Town and Country Bank is a community bank serving markets in Central
Illinois and St. Louis Metro East with a relationship-based
approach. Specializing in commercial banking, Town and Country Bank
had total assets of $875 million, total loans held for investment of
$624 million, and total deposits of $744 million as of June 30,
2022. Based on the financial results as of June 30, 2022, the
combined company would have had pro forma total assets of $5.1
billion, total loans held for investment of $3.1 billion, and total
deposits of $4.4 billion.
Key benefits of the transaction include:
• Expands HBT Financial’s Illinois footprint with entry into the
Springfield, St. Louis Metro East, Decatur, Jacksonville and Quincy
markets
• Strong EPS accretion of 17% expected in 2023 (excluding
transaction expenses, assuming transaction closes in first quarter
of 2023)
• Short tangible book value dilution earnback period of 2.0 years
using the crossover method
The transaction has been unanimously approved by each company’s
board of directors, and stockholders collectively holding
approximately 67.1% of the outstanding shares of Town and Country
common stock have entered into a voting agreement pursuant to which
they have agreed, among other things, to vote their shares of Town
and Country common stock in favor of the transaction.
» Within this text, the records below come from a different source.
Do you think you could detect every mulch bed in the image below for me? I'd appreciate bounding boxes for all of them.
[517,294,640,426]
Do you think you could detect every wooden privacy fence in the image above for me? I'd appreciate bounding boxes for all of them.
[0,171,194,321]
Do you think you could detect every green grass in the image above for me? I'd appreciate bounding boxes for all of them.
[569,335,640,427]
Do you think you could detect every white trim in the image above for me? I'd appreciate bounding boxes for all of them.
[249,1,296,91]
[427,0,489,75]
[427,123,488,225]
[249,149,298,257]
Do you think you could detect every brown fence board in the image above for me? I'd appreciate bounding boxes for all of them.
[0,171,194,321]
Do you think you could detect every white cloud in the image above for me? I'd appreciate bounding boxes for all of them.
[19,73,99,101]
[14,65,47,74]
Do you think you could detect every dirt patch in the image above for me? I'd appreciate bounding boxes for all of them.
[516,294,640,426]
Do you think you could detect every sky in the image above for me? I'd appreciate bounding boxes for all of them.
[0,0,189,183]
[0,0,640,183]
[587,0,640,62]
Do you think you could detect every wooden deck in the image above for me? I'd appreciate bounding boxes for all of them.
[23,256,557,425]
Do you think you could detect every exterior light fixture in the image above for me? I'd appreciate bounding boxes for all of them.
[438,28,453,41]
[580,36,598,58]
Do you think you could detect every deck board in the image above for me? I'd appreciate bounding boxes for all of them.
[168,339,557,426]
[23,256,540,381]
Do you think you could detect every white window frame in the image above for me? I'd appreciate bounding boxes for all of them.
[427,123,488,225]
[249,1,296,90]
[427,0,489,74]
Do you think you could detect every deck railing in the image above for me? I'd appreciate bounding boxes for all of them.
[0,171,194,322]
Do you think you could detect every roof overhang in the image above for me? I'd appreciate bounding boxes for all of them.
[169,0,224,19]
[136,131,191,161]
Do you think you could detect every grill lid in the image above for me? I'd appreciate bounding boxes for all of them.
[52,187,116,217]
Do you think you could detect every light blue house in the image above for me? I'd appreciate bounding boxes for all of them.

The
transaction is expected to close in the first quarter of 2023,
subject to regulatory approvals and other customary closing
conditions.
Fred Drake, Chairman and CEO of HBT Financial, said, “We are very
pleased to announce our merger with Town and Country Financial
Corporation, which is a highly compatible franchise that we have
respected and admired for a long time. Operating with a similar
relationship-based approach to commercial banking and conservative
credit culture, Town and Country has built a high-performing
institution with an attractive deposit base. Throughout our history,
our disciplined approach to M&A has helped us to consistently
enhance the value of our franchise. We believe that combining with
Town and Country will help us continue generating profitable growth
and create additional value for shareholders in the years ahead.”
Micah Bartlett, President and CEO of Town and Country Financial
Corporation, said, “The Town and Country team is proud to have
created a high-quality, high-performing financial services company.
We are excited to partner with one of Illinois’ highest-performing
banking organizations to create even more opportunities for our
employees and customers. There are significant opportunities and
challenges ahead in the banking business, and the combination of
these two strong organizations makes us better equipped to flourish
in the long run.”
David Kirschner, Executive Chairman of Town and Country Financial
Corporation, added, “HBT Financial is an ideal merger partner for
Town and Country that shares our commitment to superior customer
service and supporting the communities in which we operate, and we
believe this combination will provide many benefits for our
shareholders, employees and customers. We look forward to completing
this merger and further enhancing the banking experience that we
provide our customers by leveraging the greater resources that HBT
will provide.”
Transaction Information
Under the terms of the merger agreement, Town and Country
shareholders will have the right to receive either (i) 1.9010 shares
of HBT’s common stock for each share of Town and Country, or (ii)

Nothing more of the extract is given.